Compte tenu des renseignements qui précèdent, je conclus que la Marque était mieux connue que la marque de l’Opposante au Canada en date du 16 août 2005.

 

Al. 6(5)b) - la période pendant laquelle les marques de commerce ont été en usage

L’Opposante soutient que la preuve de la Requérante ne permet pas à celle‑ci de démontrer l’emploi de sa marque au Canada en liaison avec les services visés par sa demande. Le paragraphe 4(2) de la Loi définit comme suit ce qui constitue un « emploi » en liaison avec des services :

 

« Une marque de commerce est réputée employée en liaison avec des services si elle est employée ou montrée dans l’exécution ou l’annonce de ces services. »

 

Compte tenu des éléments de preuve produits, je suis convaincue que la Requérante a démontré un emploi de la Marque en liaison avec les services visés par sa demande au sens du paragraphe 4(2). Premièrement, la Requérante a démontré que ses services par correspondance et ses services de formation avaient été annoncés en liaison avec la Marque au Canada, et que des cours de formation en salle de classe en liaison avec la Marque avaient été donnés au Canada. Deuxièmement, pour ce qui concerne l’exécution de ses services, M. Russell affirme que les clients canadiens qui reçoivent la formation en classe ou par correspondance de la Requérante reçoivent le manuel de cours SMART TAN CERTIFICATION MANUAL, dont un exemplaire est joint à titre de pièce 2 à son affidavit.

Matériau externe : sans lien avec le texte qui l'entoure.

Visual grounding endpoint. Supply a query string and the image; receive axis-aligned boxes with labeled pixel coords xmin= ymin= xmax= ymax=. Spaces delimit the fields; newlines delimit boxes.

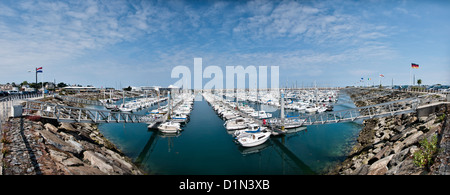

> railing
xmin=0 ymin=93 xmax=44 ymax=102
xmin=23 ymin=100 xmax=162 ymax=123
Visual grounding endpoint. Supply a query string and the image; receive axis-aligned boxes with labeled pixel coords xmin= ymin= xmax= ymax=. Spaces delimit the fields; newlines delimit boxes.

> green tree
xmin=57 ymin=82 xmax=67 ymax=88
xmin=123 ymin=86 xmax=131 ymax=91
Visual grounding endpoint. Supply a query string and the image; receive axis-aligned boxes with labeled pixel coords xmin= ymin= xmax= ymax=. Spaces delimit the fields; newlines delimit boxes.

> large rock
xmin=393 ymin=131 xmax=423 ymax=153
xmin=83 ymin=151 xmax=114 ymax=174
xmin=44 ymin=123 xmax=58 ymax=133
xmin=39 ymin=130 xmax=78 ymax=154
xmin=367 ymin=154 xmax=394 ymax=175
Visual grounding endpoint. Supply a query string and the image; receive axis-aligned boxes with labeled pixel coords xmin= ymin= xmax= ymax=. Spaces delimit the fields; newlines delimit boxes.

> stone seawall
xmin=329 ymin=90 xmax=450 ymax=175
xmin=1 ymin=98 xmax=144 ymax=175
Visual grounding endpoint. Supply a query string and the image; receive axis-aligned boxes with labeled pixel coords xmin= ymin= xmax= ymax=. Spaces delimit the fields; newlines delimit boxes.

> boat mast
xmin=280 ymin=90 xmax=284 ymax=131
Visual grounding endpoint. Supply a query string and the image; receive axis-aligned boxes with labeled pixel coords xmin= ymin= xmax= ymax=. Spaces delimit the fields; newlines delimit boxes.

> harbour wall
xmin=0 ymin=98 xmax=144 ymax=175
xmin=328 ymin=89 xmax=450 ymax=175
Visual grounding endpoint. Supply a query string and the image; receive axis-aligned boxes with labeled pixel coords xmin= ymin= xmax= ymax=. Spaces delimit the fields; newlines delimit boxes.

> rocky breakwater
xmin=2 ymin=97 xmax=143 ymax=175
xmin=329 ymin=88 xmax=450 ymax=175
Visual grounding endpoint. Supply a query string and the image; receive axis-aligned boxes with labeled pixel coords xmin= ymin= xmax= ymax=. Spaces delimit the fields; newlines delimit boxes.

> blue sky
xmin=0 ymin=0 xmax=450 ymax=87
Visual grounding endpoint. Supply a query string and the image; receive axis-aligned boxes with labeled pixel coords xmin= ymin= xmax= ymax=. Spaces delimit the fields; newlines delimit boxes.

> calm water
xmin=99 ymin=91 xmax=361 ymax=175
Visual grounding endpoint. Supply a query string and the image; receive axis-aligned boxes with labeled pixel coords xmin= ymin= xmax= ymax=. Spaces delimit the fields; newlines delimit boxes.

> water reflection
xmin=99 ymin=91 xmax=360 ymax=175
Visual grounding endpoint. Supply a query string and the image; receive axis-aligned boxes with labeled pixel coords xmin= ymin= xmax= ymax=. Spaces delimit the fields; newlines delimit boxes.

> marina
xmin=99 ymin=89 xmax=361 ymax=175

Il ressort d’un examen de cet élément de preuve que le participant lit le manuel au Canada, répond ensuite à un examen à choix multiples, et le poste à la Requérante une fois terminé. À mon avis, lorsque la Requérante dispense une formation par correspondance et en classe en liaison avec la Marque à des propriétaires et des employés de salons de bronzage au Canada, elle fournit les services visés par la demande (c.-à-d., la fourniture d’information ayant trait au bronzage sécuritaire, fourniture d’information ayant trait aux méthodes de bronzage sécuritaires). Par conséquent, compte tenu des éléments de preuve fournis, je suis convaincue que la Requérante a démontré un emploi de la Marque en liaison avec les services visés par la demande au Canada au sens du paragraphe 4(2) de la Loi.

 

La période pendant laquelle chaque marque a été en usage favorise la Requérante puisque celle-ci a commencé à employer sa marque en décembre 1995, tandis que l’Opposante a commencé à employer sa marque le 18 novembre 2002.

 

Al. 6(5)c) et d) - le genre de marchandises, services ou entreprises; la nature du commerce

Les services de la Requérante sont liés aux marchandises et services de l’Opposante puisque tous visent le même secteur. Les marchandises et services des parties diffèrent dans la mesure où la Requérante fournit des services visant à donner de l’information sur le bronzage intérieur tandis que l’Opposante offre des services proprement dit de salon de bronzage. La nature du commerce se recoupe, comme le démontre la preuve de l’Opposante. Par exemple, la preuve de l’Opposante indique que des employés de l’Opposante ont pris part à des séances d’information de la Requérante.

 

Al. 6(5)e) - le degré de ressemblance entre les marques de commerce dans la présentation ou le son, ou dans les idées qu’elles suggèrent

Les marques des parties sont essentiellement identiques dans le son et les idées qu’elles suggèrent. Les marques présentent également un degré élevé de ressemblance dans la présentation.

 

Conclusion quant à la probabilité de confusion

Comme je l’ai indiqué précédemment, bien que la loi impose à la Requérante le fardeau d’établir que la Marque est distinctive, il incombe à l’Opposante de prouver les faits qu’elle invoque au soutien de ce motif. Compte tenu qu’en l’espèce, l’emploi de la Marque par la Requérante est antérieur à l’emploi de sa marque par l’Opposante, et que l’Opposante a seulement démontré un emploi de sa marque dans une région précise, il me semble que l’Opposante devrait démontrer que sa marque était bien connue à Calgary en date du 16 août 2005 pour pouvoir annuler le caractère distinctif de la Marque de la Requérante. À mon avis, le degré de réputation de la marque SMARTAN de l’Opposante démontré en l’espèce au soutien de la prétention selon laquelle une marque de commerce subséquente a une incidence sur le caractère distinctif d’une marque de commerce antérieure n’est pas suffisant. En conséquence, le motif d’opposition fondé sur l’absence de caractère distinctif est rejeté.

 

 

Décision

En vertu des pouvoirs que m’a délégués le registraire en vertu du paragraphe 63(3) de la Loi, je rejette l’opposition conformément au paragraphe 38(8).

 

 

FAIT À Gatineau (Québec), le 23 février 2009.

 

C.R. Folz

Membre

Commission des oppositions des marques de commerce

 

 

Traduction certifiée conforme

Édith Malo, LL.B.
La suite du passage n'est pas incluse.